吉村昭『歴史の街を歩く』河出文庫発売!没後20年、新発見の単行本未収録エッセイ・シリーズ第二弾。来年は生誕100年、吉村昭記念文学館や吉村昭書斎等で企画展が開催決定、『戦艦武蔵』も漫画連載開始!
北海道の原野、沖縄戦の記憶、黒部の渓谷、宇和島、小豆島――。記録文学の巨匠が歩いた日本各地の風景と歴史。創作の源流をたどる、貴重な旅の軌跡!

株式会社河出書房新社(東京都新宿区/代表取締役 小野寺優)は、吉村昭さんのエッセイ『歴史の街を歩く』(税込1,100円)を、河出文庫から2026年8月6日に発売いたします。
記録文学の第一人者であり、「取材の鬼」と称された著者が、その類稀なる観察眼で全国を巡り取材した貴重な旅の軌跡。
「第一章 思い出の地」は、少年の日の懐かしい地を中心に描かれ、「第二章 土地の記憶」では戦争の記憶に結びついた貴重な作品を、「第三章 物語の生まれる場所」では数々の景勝地から吉村文学の原動力となった場所を、「第四章 旅の出会い」では取材の先々で出会った人々、食、忘れえぬ風景等を描く。巻末には、津村節子との夫婦対談「国民宿舎を眼下に見る鈴鹿の岩山」も収録。
歴史の証言者、吉村昭が執筆のために訪れた全国各地での感動の記録である。
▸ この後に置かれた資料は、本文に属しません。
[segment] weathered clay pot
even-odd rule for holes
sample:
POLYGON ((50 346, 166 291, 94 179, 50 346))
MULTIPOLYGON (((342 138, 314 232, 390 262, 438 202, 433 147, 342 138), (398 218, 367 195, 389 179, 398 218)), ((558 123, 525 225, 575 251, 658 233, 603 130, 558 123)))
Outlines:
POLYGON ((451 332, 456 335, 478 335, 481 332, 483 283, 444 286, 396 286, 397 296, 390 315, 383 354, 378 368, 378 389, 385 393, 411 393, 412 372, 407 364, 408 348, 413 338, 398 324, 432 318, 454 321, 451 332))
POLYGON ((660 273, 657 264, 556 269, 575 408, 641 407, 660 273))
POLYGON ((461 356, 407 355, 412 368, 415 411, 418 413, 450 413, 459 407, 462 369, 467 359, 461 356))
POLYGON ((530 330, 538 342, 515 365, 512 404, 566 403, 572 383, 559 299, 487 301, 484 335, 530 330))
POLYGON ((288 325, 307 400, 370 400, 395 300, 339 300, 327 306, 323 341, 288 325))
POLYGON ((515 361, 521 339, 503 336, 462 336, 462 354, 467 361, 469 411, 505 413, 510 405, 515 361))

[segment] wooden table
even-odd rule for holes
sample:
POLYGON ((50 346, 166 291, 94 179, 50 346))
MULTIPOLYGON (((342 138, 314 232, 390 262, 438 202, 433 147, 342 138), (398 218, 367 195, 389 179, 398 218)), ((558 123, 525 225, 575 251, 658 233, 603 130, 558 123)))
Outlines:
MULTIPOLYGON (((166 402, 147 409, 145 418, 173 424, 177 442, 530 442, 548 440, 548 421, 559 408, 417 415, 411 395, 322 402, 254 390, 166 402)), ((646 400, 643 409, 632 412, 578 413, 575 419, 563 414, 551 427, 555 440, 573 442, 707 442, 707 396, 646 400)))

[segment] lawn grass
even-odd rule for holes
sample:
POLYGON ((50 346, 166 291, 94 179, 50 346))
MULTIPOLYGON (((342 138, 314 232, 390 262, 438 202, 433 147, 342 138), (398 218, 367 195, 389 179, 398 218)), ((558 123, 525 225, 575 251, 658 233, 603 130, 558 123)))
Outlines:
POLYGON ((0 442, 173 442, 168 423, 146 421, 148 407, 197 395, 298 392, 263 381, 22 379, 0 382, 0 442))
全て単行本未収録作品!
2026年は吉村昭さん没後20年であり、来年は生誕100年の記念の年となります。
小説『戦艦武蔵』『羆嵐』『破獄』など数々の名作が時代を越えて読み継がれ、昨年には『雪の花』が映画化されるなど、今も話題が尽きることがありません。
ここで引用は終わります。